Electrochemical nanosensors were claimed to provide better selectivity for RNS over other reactive species. For example, Quinton et al. fabricated a gold ultramicroelectrode network (Au-UME) for the separate determination of •NO and ONOO‒, where they electrodeposited thin bilayers of poly(eugenol) and poly(phenol) on UME network for electrochemical detection of •NO at a potential of 0.8 V (less interfered by other similar substances) versus Ag/AgCl in PBS, while they used uncoated Au-electrode to detect ONOO‒ at −0.1 V versus Ag/AgCl in the same buffer [144]. It was known from literature that bilayer coatings of poly(eugenol) and poly(phenol) is selective for •NO [145]. The modified electrodes (i.e., Pt ultramicroelectrodes modified with electropolymerized phenol, eugenol, o-phenylenediamine and aniline thin layers) gave a linear calibration (R2 = 0.997) with a LOD value of 27 nmol·L−1 at a signal-to-noise ratio of 3. Nitrite, hydrogen peroxide, ascorbic acid and dopamine did not interfere, while fibronectin caused 20% decrease in sensitivity. Cruz et al. described an electrochemical DNA sensor for measuring the antioxidant activity against nitric oxide (•NO) radicals. The sensor consisted of dA20 (ssDNA composed of 20 adenine moieties) adsorbed onto carbon paste electrode (CPE). When this dA20-CPE was damaged upon •NO attack, the peak current at +1.20 V versus Ag/AgCl (due to undamaged DNA-based material) decreased, whereas antioxidants (i.e., ascorbic acid and phenolic-cinnamic acids) restored the signal by nitric oxide scavenging [46]. For increasing concentrations of •NO ranging between 1.8 and 180 μmol·L−1, DNA damage increased from 21 to 79%. The protective effect of ascorbic acid within the concentration range 1–20 mg L−1 gave a linear calibration curve (R2 = 0.988) with a LOD of 0.23 mg L−1, and reproducibility (RSD) of 4.9% at 10 mg L−1 concentration.

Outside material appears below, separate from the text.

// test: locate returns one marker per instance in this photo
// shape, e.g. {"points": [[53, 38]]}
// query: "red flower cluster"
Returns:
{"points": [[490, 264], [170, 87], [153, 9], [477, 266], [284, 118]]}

3. Conclusions and Future Trends

In this review, innovative spectroscopic and electrochemical sensors and nanoprobes for the characterization of food antioxidants have been described, with special emphasis on home-made colorimetric sensors of antioxidant capacity/activity assessment. Colorimetric CUPRAC, ferric-phenanthroline and DMPD sensors that we developed effectively measure antioxidant and oxidant species on a cation-exchanger membrane, respectively, as simple as a pH paper showing solution acidity. Our colorimetric silver nanoparticle probe estimates antioxidant capacity with an electron-transfer mechanism, while the DTNB-functionalized gold nanoparticles exchange thiols enabling their colorimetric sensing. This review also summarizes the measurement of antioxidant activity of ROS/RNS scavengers with the aid of spectroscopic and electrochemical nanoprobes and sensors, however in most sensing applications designed for reactive species, the role of antioxidants acting as their scavengers has largely been neglected. Some of the future challenges regarding the design of new sensors and nanoprobes for food antioxidants should address specificity, sensitivity, stability and surface inactivation, response time and extended use, repeatability/reproducibility, and lack of linkage between science, technology and commercialization. More and more engineered nanoparticles are expected to be developed for specific purposes, and future trends may involve increased integration of antioxidant sensors to human health issues and development of point-of-care devices.